Há ideias inadequadas aparecendo para tentar amenizar o descalabro, como impedir prescrição após julgamento da segunda instância e autorizar outras hipóteses de prisão provisória após segunda instância. As duas soluções não resolvem o problema maior, a demora inaceitável (10 a 20 anos para prisão), decorrente da espera de quatro instâncias, dezenas de recursos e habeas corpus sem limites. Essas soluções consagram a demora, o subjetivismo e certamente elevarão insuportavelmente o número de presos provisórios.

Pode parecer que os tribunais superiores (STF e STJ) perdem poder com a regra de prisão automática (sem subjetivismos) após a condenação em segunda instância, especialmente após o sucesso da Operação Lava Jato e prisão em tempo razoável de importantes figuras da política, dirigentes de estatais e grandes empresários. Pode parecer também que as defensorias perdem poder e campo de trabalho com essa eficiência. Mas não é a leitura correta. Na verdade, é um aprimoramento do sistema penal, que deve ser saudado e protegido, porque ganha toda a sociedade brasileira e o Judiciário como um todo.

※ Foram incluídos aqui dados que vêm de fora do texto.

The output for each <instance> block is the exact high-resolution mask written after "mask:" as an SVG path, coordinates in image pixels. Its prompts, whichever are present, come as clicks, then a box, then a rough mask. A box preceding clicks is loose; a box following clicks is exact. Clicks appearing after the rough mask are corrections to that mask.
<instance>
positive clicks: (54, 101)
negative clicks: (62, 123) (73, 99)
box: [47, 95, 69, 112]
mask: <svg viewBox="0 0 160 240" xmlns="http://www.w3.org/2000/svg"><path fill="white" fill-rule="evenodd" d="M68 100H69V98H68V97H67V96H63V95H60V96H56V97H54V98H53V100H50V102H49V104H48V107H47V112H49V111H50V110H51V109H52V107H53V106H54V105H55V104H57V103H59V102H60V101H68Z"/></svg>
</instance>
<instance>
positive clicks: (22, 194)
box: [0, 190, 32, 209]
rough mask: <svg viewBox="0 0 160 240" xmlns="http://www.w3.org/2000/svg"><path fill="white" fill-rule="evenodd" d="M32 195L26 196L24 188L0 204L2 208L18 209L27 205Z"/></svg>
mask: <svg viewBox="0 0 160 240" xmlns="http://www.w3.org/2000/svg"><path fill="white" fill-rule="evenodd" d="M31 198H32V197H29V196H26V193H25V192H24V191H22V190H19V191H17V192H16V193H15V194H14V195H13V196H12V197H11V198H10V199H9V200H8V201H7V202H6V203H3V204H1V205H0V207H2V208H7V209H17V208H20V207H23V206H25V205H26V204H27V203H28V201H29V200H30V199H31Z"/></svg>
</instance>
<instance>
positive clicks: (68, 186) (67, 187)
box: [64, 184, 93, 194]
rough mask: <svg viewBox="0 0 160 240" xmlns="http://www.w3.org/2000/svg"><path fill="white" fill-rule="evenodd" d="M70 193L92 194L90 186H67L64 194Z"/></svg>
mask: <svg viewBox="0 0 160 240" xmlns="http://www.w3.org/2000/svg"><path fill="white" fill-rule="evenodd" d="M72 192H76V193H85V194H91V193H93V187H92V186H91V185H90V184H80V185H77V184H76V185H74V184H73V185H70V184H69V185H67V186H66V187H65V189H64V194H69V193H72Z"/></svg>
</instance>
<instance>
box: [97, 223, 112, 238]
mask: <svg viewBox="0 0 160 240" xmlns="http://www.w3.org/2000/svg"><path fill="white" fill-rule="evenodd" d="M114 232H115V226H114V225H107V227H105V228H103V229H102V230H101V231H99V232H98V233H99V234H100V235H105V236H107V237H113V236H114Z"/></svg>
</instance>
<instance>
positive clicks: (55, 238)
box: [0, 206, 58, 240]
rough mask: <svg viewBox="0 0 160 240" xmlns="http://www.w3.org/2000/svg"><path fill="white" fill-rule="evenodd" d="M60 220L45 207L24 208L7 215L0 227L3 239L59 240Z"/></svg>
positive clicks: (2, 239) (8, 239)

A lambança está feita e ocorreu dentro do processo democrático. Resta à sociedade organizar-se para levar seu descontentamento ao parlamento e, fazendo uso do mesmo processo democrático, exigir mudança na legislação, exigir a volta da prisão para cumprimento de pena após condenação em segunda instância, a volta ao antigo costume e normalidade judicial, seguindo o modelo das mais importantes democracias, permitindo que a justiça penal seja realizada em tempo razoável, dando cumprimento a determinação expressa da Constituição (também direito fundamental previsto no artigo 5.º, LXXVIII), de modo a manter a crença no Judiciário e no Estado Democrático de Direito.

José Jácomo Gimenes é juiz federal e foi professor do Departamento de Direito Privado e Processual da UEM.